Docs

Models
- Sequential
Layers
Optimizers
- Gradient Descent (GD)
- Stochastic Gradient Descent (SGD)
Utility
- Mean Squared Error (mse)
- Binary Cross Entropy (binary_cross_entropy)

Detailed documentation and user guides for TensorFaux. In all honesty, since the API is so similar to TensorFlow Keras, most of the documentation here is copied straight from their docs.

Models #

Sequential #

The sequential model ties all of the layers together under one simple API. While you could hard-code forward and backward propagation using a list of layers (list(Layer)), the Sequential API handles compilation, training and prediction.

`Sequential(layers=[])`	The constructor takes an optional argument of a list of layers.
`add(layer)`	Adds additional layers on top of the initial list of layers.
`compile(loss, optimizer)`	After adding the necessary layers, defines the loss function and optimizer that will be used for training.
`fit(X, Y, epochs=1, verbose=False, verbose_count=10)`	Takes in the input data and labels for training, along with a few optional arguments: `epochs` is the number of times to perform a forward and backward propagation, `verbose` controls whether or not the running loss value gets outputted to console, and `verbose_count` controls how many loss values get outputted to the console.

Layers #

While the Sequential model holds the API used for training the neural network, the layers are

Layer #

This is the class from which all layers inherit. A layer is a callable object that takes a numpy array and outputs a numpy array. Despite the functional nature of layers, they can also contain a state that can change over time, typically in the form of weights. All layers share two main functions: forward() and backward().

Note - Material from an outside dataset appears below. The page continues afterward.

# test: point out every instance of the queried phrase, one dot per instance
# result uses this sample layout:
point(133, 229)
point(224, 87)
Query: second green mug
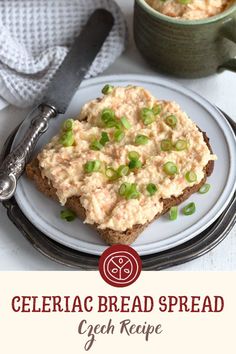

`forward(input)`	Propagating forward to move data from the input layer to the output layer. These involve a variety of mathematical operations that eventually lead to a final output, also known as the prediction.
`backward(output_grad, learning_rate)`	When propagating data backwards, instead of the original data being used directly, an output gradient is computed from the output, which is propagated backwards through layers in a series of gradient calculations.

Dense #

Just your regular densely-connected NN layer. Initializes with random weights. Dense implements the operation: output = dot(input, kernel) + bias where kernel is a weights matrix created by the layer, and bias is a bias vector created by the layer.

Convolutional #

2D convolution layer (e.g. spatial convolution over images). This layer creates a convolution kernel that is convolved with the layer input to produce a tensor of outputs.

Reshape #

Layer that reshapes inputs into the given shape.

Example:

>>> from tensorfaux.layers import Reshape
>>> import numpy as np
>>> data = np.arange(12)
>>> layer = Reshape(input_shape=(12), output_shape=(3,4))
>>> layer.forward(data)
array([[ 0,  1,  2,  3],
       [ 4,  5,  6,  7],
       [ 8,  9, 10, 11]])
>>> layer = Reshape(input_shape=(12), output_shape=(6,2))
>>> layer.forward(data)
array([[ 0,  1],
       [ 2,  3],
       [ 4,  5],
       [ 6,  7],
       [ 8,  9],
       [10, 11]])

Activation #

Applies an activation function to an output. This is the class from which most activation layers inherit.

Hyperbolic Tangent (Tanh) #

Hyperbolic tangent activation function.

Rectified Linear Unit (ReLU) #

Applies the rectified linear unit activation function. With default values, this returns the standard ReLU activation: max(x, 0), the element-wise maximum of 0 and the input tensor.

Sigmoid #

Sigmoid activation function, sigmoid(x) = 1 / (1 + exp(-x)). Applies the sigmoid activation function. For small values (<-5), sigmoid returns a value close to zero, and for large values (>5) the result of the function gets close to 1.

Sigmoid is equivalent to a 2-element Softmax, where the second element is assumed to be zero. The sigmoid function always returns a value between 0 and 1.

Linear #

Linear activation function (pass-through).

Softmax #

Softmax converts a vector of values to a probability distribution. The elements of the output vector are in range (0, 1) and sum to 1. Each vector is handled independently.

Optimizers #

Gradient Descent (GD) #

Classic Gradient descent. The most basic iterative algorithm for finding a local minima.

Stochastic Gradient Descent (SGD) #

An iterative method which acts as a superclass to GD, instead of being constrained to using the full dataset for each pass-through, we can use batch_size (ranging from 1 to the number of inputs) to determine how many points of data are used in each pass. With each epoch, this optimizer will randomly choose inputs to use for forward and backward propagation.

Another argument, momentum, will be added eventually.

Utility #

Mean Squared Error (mse) #

Computes the mean squared error between labels and predictions. In statistics, the mean squared error (MSE) of an estimator (of a procedure for estimating an unobserved quantity) measures the average of the squares of the errors—that is, the average squared difference between the estimated values and the actual value.

Binary Cross Entropy (binary_cross_entropy) #

Computes the cross-entropy loss between true labels and predicted labels. Binary cross entropy is the negative average of the log of corrected predicted probabilities used for classification problems (Wikipedia).